PARIS (Reuters) - Le ralentissement du marché du crédit immobilier entamé en avril s'est confirmé au troisième trimestre en France dans un contexte d'accélération de la hausse des prix des transactions qui pénalise les jeunes et les plus modestes, selon les données publiées jeudi par l'Observatoire Crédit logement/CSA.

Sur les trois mois à fin septembre, le montant global des crédits accordés accuse un recul de 0,2% par rapport à un an plus tôt et leur nombre diminue plus encore (-6,3%).

Par comparaison, la production affichait encore des hausses trimestrielles de 29,9% à fin mars et de 4,1% à fin juin.

La tendance reste très favorable sur douze mois, grâce aux chiffres élevés de début de 2017, avec des montants en hausse de 15,3% et un nombre de crédits accordés en progression de 9,1%.

"Nous avons un effritement, qui commence a être visible sur tous les marchés, du nombre de prêts", a souligné lors d'une présentation Michel Mouillard, professeur d'économie à l'Université Paris-Ouest et responsable des travaux de l'Observatoire.

"Nous ne sommes pas en période d'effondrement, nous ne sommes pas en ouverture de récession, nous sommes en période d'atterrissage de la production et des marchés, nous sommes encore en 'soft' landing", a-t-il ajouté.

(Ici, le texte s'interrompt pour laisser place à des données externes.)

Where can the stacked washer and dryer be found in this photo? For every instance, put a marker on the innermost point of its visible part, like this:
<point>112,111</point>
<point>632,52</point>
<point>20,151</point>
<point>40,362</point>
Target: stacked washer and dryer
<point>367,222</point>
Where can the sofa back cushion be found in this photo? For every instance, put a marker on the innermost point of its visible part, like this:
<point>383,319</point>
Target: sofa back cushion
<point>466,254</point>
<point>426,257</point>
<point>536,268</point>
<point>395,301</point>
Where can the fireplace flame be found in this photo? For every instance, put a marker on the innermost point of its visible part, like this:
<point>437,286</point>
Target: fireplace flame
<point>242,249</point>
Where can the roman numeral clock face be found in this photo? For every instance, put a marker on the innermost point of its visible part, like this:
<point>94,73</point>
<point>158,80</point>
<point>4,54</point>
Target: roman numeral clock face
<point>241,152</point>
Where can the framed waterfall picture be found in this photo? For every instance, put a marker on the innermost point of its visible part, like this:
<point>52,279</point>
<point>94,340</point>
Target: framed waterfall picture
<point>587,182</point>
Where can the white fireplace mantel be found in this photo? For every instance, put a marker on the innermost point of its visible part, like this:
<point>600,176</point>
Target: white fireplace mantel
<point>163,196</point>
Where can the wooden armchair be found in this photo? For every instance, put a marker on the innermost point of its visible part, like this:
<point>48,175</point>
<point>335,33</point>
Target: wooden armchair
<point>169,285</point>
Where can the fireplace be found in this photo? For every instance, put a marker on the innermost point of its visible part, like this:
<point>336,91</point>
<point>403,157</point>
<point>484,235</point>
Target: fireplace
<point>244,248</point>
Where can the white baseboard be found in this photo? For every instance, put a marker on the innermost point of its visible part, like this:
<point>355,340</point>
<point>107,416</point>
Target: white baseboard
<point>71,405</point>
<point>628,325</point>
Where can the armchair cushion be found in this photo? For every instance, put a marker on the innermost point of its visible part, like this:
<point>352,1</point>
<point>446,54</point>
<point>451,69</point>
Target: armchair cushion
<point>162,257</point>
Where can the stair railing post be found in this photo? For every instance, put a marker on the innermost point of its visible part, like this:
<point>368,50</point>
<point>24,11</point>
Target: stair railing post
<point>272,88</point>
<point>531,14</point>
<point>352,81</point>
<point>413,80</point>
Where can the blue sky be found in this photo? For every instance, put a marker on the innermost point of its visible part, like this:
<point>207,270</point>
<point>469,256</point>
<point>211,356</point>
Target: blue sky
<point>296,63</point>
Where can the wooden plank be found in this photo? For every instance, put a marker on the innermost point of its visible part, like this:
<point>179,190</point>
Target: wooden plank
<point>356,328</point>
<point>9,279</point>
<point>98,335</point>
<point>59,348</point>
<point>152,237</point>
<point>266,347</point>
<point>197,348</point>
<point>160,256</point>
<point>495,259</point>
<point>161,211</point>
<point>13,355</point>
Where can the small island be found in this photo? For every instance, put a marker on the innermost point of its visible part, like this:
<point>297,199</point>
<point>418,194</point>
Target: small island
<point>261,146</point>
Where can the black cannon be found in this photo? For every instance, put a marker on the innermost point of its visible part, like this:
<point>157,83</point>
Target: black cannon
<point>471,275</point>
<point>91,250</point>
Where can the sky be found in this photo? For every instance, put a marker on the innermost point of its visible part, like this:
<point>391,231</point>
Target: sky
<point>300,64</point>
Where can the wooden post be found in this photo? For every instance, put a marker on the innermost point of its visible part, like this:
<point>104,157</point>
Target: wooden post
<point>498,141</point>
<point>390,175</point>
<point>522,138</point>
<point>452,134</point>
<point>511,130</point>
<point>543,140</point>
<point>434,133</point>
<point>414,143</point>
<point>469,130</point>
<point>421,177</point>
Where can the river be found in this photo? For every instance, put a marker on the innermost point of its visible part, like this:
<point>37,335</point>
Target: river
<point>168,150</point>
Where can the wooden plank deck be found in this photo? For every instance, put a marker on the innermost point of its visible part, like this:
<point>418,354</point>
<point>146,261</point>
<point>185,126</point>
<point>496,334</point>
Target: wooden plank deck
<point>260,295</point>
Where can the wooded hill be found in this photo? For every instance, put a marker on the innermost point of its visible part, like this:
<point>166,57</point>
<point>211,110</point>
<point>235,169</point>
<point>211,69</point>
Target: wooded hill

Selon lui, la raison n'est pas à trouver dans les conditions de financement toujours favorables - le taux moyen des crédits (1,56% en septembre) est pratiquement stable depuis avril, juste au-dessus des plus bas (1,31%) de novembre - mais dans la hausse rapide des coûts des transactions financées par emprunt.

Elle atteint 5,9% sur les neuf premiers mois de 2017 par rapport à la même période de 2016, après avoir déjà augmenté de 4,3% l'an passé, pendant que les revenus des ménages qui réalisent ces opérations n'ont progressé que de 1,7% (après +0,6% en 2016).

UN MARCHE PLUS DIFFICILE POUR LES MOINS RICHES

En conséquence, le coût relatif des opérations immobilières est monté à 5,0 années de revenus, soit le niveau le plus élevé constaté depuis le lancement de l'Observatoire au début des années 2000, contre 4,86 l'an passé à la même époque, et 4,48 en 2007, le sommet d'avant-crise.

Cette situation est particulièrement pénalisante pour les catégories les plus jeunes et les plus modestes, les principaux bénéficiaires des aides à l'accession à la propriété dans le neuf, qui ont alimenté le rebond du marché jusqu'en 2016.

La part des moins de 35 ans pour les emprunteurs dans le neuf est passée en un an de 50,1% à 49,2% et celle des accédants modestes (moins de 3 smic) de 37,8% à 37,1%. Par comparaison, elles se situaient à respectivement 54,7% et 43,9% en 2009.

"Il y a une dégradation pour les clientèles les plus modestes", souligne Michel Mouillard, "ceux qui ont porté l'expansion des marchés ces dernières années, notamment dans le neuf, sont en train de sortir progressivement".

L'universitaire ne voit pas pour l'instant d'inflexion du marché lié aux récentes annonces du gouvernement en matière de logement, comme le recentrage des dispositifs de soutien à l'investissement locatif et l'accession à la propriété (prêt à taux zéro, PTZ, et aides publiques, APL) sur les zones tendues.

Mais il s'inquiète de la disparition du dispositif "APL accession" et de la division par deux du montant des PTZ - une concession du président Emmanuel Macron, qui voulait à l'origine le supprimer complètement - dans les zones rurales, qui toucheront les prétendants à l'accession les moins riches.

"Le risque, c'est que ces catégories disparaissent", dit Michel Mouillard en soulignant que, si le prix de l'immobilier est moins cher dans les campagnes, le coût relatif (prix de la transaction rapporté aux revenus) des opérations réalisées "est exactement le même" que dans les grandes agglomérations, hors Paris.